Robert Barnes (1495-1540) was perhaps the most important sixteenth-century English Protestant reformer after William Tyndale. The shifting religious and political views of Henry VIII positioned Barnes at the opposite end of the popular ideology of the day, culminating in his execution in 1540 soon after that of Thomas Cromwell.A Supplication Vnto the Most Gracyous Prince Kynge Henry The. VIIJ., the first edition of which appeared in 1531 during Barnes's German exile, was a controversial lament for the religious climate in England and an earnest argument in favour of reform.
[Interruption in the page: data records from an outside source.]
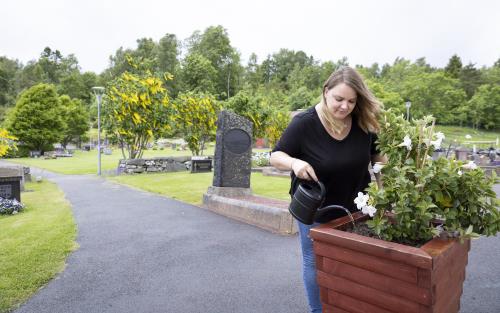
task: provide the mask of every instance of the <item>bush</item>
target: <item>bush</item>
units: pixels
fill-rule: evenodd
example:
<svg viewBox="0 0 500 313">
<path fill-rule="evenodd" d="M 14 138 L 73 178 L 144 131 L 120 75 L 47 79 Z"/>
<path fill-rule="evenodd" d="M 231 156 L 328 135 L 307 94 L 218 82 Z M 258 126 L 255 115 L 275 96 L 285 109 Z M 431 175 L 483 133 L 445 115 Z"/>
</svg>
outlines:
<svg viewBox="0 0 500 313">
<path fill-rule="evenodd" d="M 24 205 L 17 200 L 0 198 L 0 214 L 17 214 L 24 209 Z"/>
<path fill-rule="evenodd" d="M 252 152 L 252 166 L 268 166 L 269 152 Z"/>
</svg>

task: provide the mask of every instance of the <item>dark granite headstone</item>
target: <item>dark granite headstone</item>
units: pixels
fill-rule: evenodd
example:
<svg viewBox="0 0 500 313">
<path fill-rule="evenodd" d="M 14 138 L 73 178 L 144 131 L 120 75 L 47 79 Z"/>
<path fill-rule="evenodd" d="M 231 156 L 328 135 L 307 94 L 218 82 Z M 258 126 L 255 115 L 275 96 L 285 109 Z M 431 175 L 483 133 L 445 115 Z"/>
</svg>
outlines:
<svg viewBox="0 0 500 313">
<path fill-rule="evenodd" d="M 212 171 L 212 160 L 191 160 L 191 173 L 204 173 Z"/>
<path fill-rule="evenodd" d="M 21 179 L 22 176 L 0 177 L 0 197 L 4 199 L 16 199 L 21 202 Z"/>
<path fill-rule="evenodd" d="M 215 144 L 215 187 L 250 188 L 252 123 L 229 111 L 219 113 Z"/>
</svg>

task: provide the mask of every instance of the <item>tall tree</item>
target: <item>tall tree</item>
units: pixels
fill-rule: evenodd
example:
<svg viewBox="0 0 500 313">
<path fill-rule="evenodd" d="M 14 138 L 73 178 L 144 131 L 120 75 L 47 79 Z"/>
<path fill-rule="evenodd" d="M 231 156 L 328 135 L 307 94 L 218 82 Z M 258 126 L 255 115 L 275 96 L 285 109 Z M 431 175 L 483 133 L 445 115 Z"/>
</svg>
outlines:
<svg viewBox="0 0 500 313">
<path fill-rule="evenodd" d="M 108 84 L 103 124 L 120 142 L 123 157 L 136 159 L 142 157 L 149 140 L 171 130 L 171 103 L 162 77 L 131 57 L 128 62 L 134 72 Z"/>
<path fill-rule="evenodd" d="M 460 84 L 467 94 L 467 99 L 472 98 L 476 89 L 484 83 L 481 71 L 473 63 L 469 63 L 462 68 L 459 78 Z"/>
<path fill-rule="evenodd" d="M 81 144 L 81 137 L 89 130 L 89 112 L 78 99 L 67 95 L 59 97 L 61 112 L 66 128 L 63 131 L 61 145 L 66 148 L 70 142 Z"/>
<path fill-rule="evenodd" d="M 462 71 L 462 60 L 460 57 L 456 54 L 452 55 L 444 71 L 450 75 L 450 77 L 460 78 L 460 72 Z"/>
<path fill-rule="evenodd" d="M 174 34 L 165 34 L 158 43 L 158 67 L 160 72 L 168 72 L 175 76 L 179 64 L 179 43 Z"/>
<path fill-rule="evenodd" d="M 199 53 L 191 53 L 184 59 L 180 77 L 184 90 L 216 93 L 217 71 L 210 61 Z"/>
<path fill-rule="evenodd" d="M 15 77 L 20 67 L 17 60 L 0 57 L 0 106 L 2 107 L 14 105 L 17 96 Z"/>
<path fill-rule="evenodd" d="M 243 68 L 226 29 L 219 25 L 208 27 L 201 35 L 195 32 L 188 39 L 187 46 L 188 55 L 202 55 L 215 69 L 215 94 L 219 98 L 228 98 L 228 94 L 236 93 Z"/>
<path fill-rule="evenodd" d="M 30 150 L 51 150 L 66 129 L 56 88 L 38 84 L 23 92 L 9 114 L 7 129 Z"/>
<path fill-rule="evenodd" d="M 193 155 L 203 155 L 205 144 L 215 139 L 220 105 L 210 94 L 187 92 L 174 101 L 173 120 Z"/>
<path fill-rule="evenodd" d="M 500 128 L 500 86 L 482 85 L 469 101 L 468 114 L 473 127 Z"/>
</svg>

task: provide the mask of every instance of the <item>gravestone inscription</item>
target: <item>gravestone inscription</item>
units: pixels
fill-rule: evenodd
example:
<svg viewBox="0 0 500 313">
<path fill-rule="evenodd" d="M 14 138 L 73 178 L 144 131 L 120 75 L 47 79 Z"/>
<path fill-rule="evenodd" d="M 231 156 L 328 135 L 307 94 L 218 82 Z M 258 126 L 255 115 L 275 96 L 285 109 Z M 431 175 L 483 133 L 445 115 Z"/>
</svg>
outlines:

In this critical edition, Douglas H. Parker compares all extant versions of the text published in the sixteenth century, focusing on the differences between the 1531 and 1534 editions. Parker argues that the differences between versions can be explained by Barnes's increasing sensitivity to the unstable theological climate under Henry VIII as well as to the author's attempt to curry favour with the English government in 1534. This critical volume includes the entire 1534 edition of A Supplication, a biographical sketch of Barnes, a bibliographical introduction, a glossary of arcane words, and an appendix that features the 1531 edition, giving readers the chance to make their own comparison.
This work is a long over-due study of one of the most fascinating and prescient texts to emerge from the Protestant Reformation.